A little later a classmate found the tape, showed it to a friend, and had a good laugh. There was absolutely nothing wrong with that. Had they called in a few more of their friends to have a good laugh at the tape they found, there would be nothing wrong with it. I might even stretch it so far as to say that had they called in 10,000 of their friends, one by one, to say, “Hey, get a load of this tape I found,” there would be nothing wrong with it.

But that’s not what happened.

What happened is that one of those friends digitized the tape and distributed it among the students in the school, and at that point a line was crossed.
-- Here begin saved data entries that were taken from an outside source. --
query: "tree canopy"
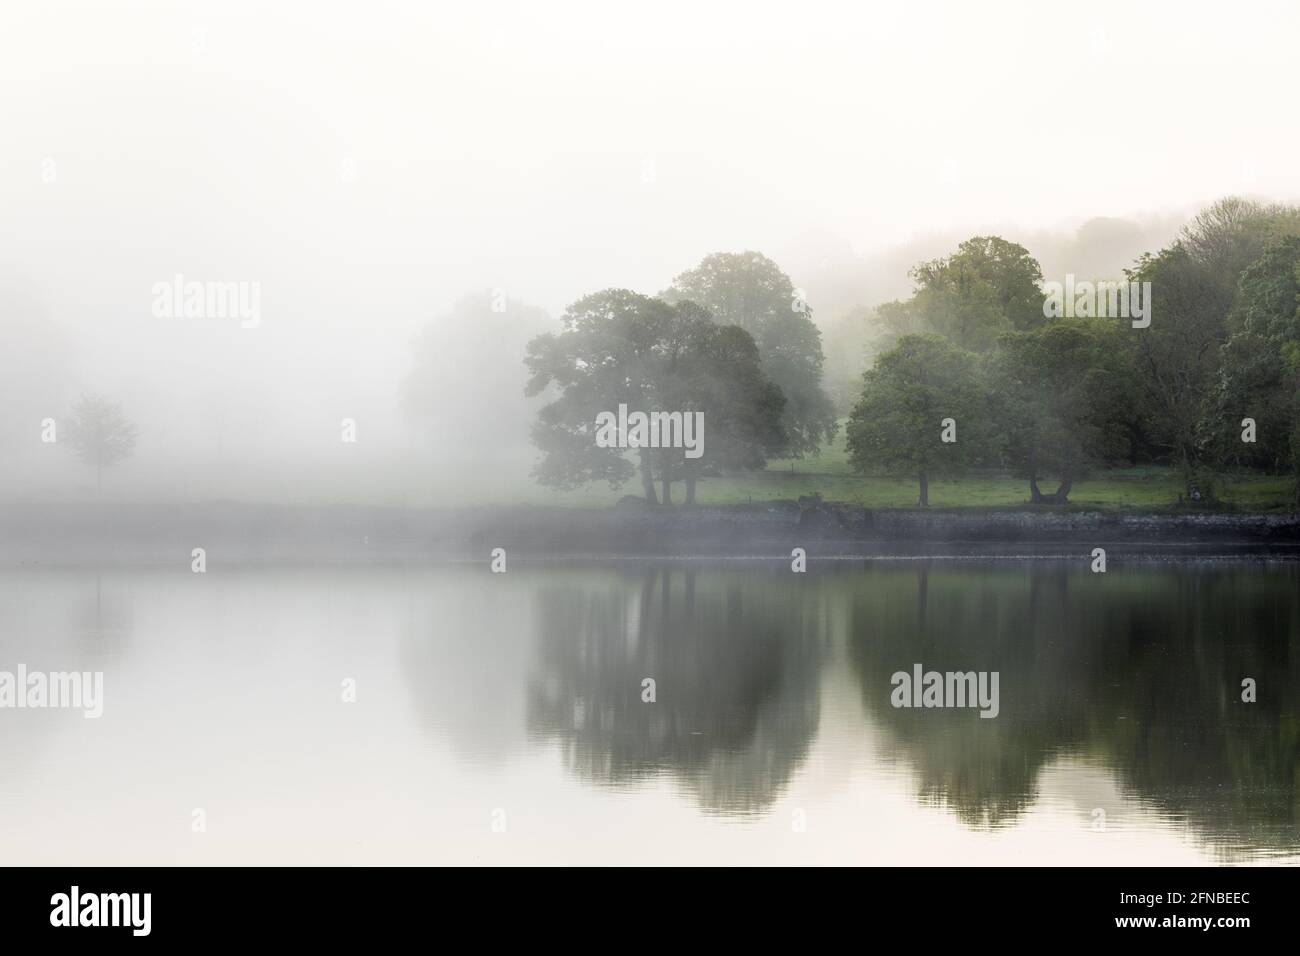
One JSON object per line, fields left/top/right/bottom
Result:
{"left": 898, "top": 236, "right": 1046, "bottom": 352}
{"left": 846, "top": 333, "right": 986, "bottom": 507}
{"left": 989, "top": 319, "right": 1135, "bottom": 503}
{"left": 512, "top": 198, "right": 1300, "bottom": 510}
{"left": 524, "top": 289, "right": 784, "bottom": 504}
{"left": 66, "top": 393, "right": 138, "bottom": 492}
{"left": 665, "top": 251, "right": 837, "bottom": 457}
It’s one thing to laugh at someone privately among your friends. It’s something totally different to make him subject to ridicule throughout the entire school.

But wait. There’s more.

One of those students took the digitized file and uploaded it to the Internet, where, after being edited by someone else to include Star Wars type special effects, sounds, titles, and music, it became the hottest thing since the Dancing Baby.

And our dumpy-looking kid’s life was over.

Or so he thought.

He withdrew from school and his parents filed a harassment lawsuit against the families of four of the students involved with originally distributing the video. But I’m not sure this was right. Did those students mean to “ruin this kid’s life?” Were they harassing him with malice aforethought? Or were they simply being stupid teenagers, saying “Get a look at the funny tape we found?”

Was it bullying or cyber-bullying? I’m sorry, but I’m a little old-school about bullying. As one who was regularly shaken down for my lunch money, or beaten up after school just because I was the little guy, I have a hard time with how we’ve expanded the definition of bullying to include anytime that people just aren’t nice to you. That’s a slap in the face to people who’ve been…well…slapped in the face.

And what of the student? Was his life really ruined, or does there come a point where you, and your family, have to gain a bit of perspective and humor and say, “You know, this will be really funny in a few years, and I should learn to roll with it?” Are we way too thin-skinned these days?

Or as Helen Popkin of MSNBC suggested, once his moment of Internet fame arrived (which included people petitioning George Lucas to give him a part as an extra in one of the Star Wars movies), rather than running and hiding, the Star Wars Kid should’ve proudly walked through his high school halls, embracing his new-found fame, and “answering every verbal Jedi jab with a handgun finger point and a cheerful, ‘That’s me! Right back at cha! No autographs until lunch period!’”

Yes, we need to be very careful about what images we post online of other people. But we also need to gain a sense of perspective that allows us to remember that when that embarrassing video or set of pictures of us makes it to the Internet, it’s not the end of the world; we should especially remember how much we’d laugh if it were someone else we were looking at.

And take it in stride.

And if, by chance, you've been under a rock for the past 10 years, and don't know what I'm talking about, check out the original video, the edited video, and the Wikipedia article telling how many times that video has been spoofed in other places.

2 comments:

  1. I know this post is old but I just found it, another moral is "don't make silly recordings of yourself and leave the recording lying around in a semi-public place." Life's about making choices and living with consequences of those choices. This recording was in his control until he left it lying around in a device that did not belong to him. Now if the other kids had seen in, and dug through his backpack, and then uploaded it, I think that would be very different.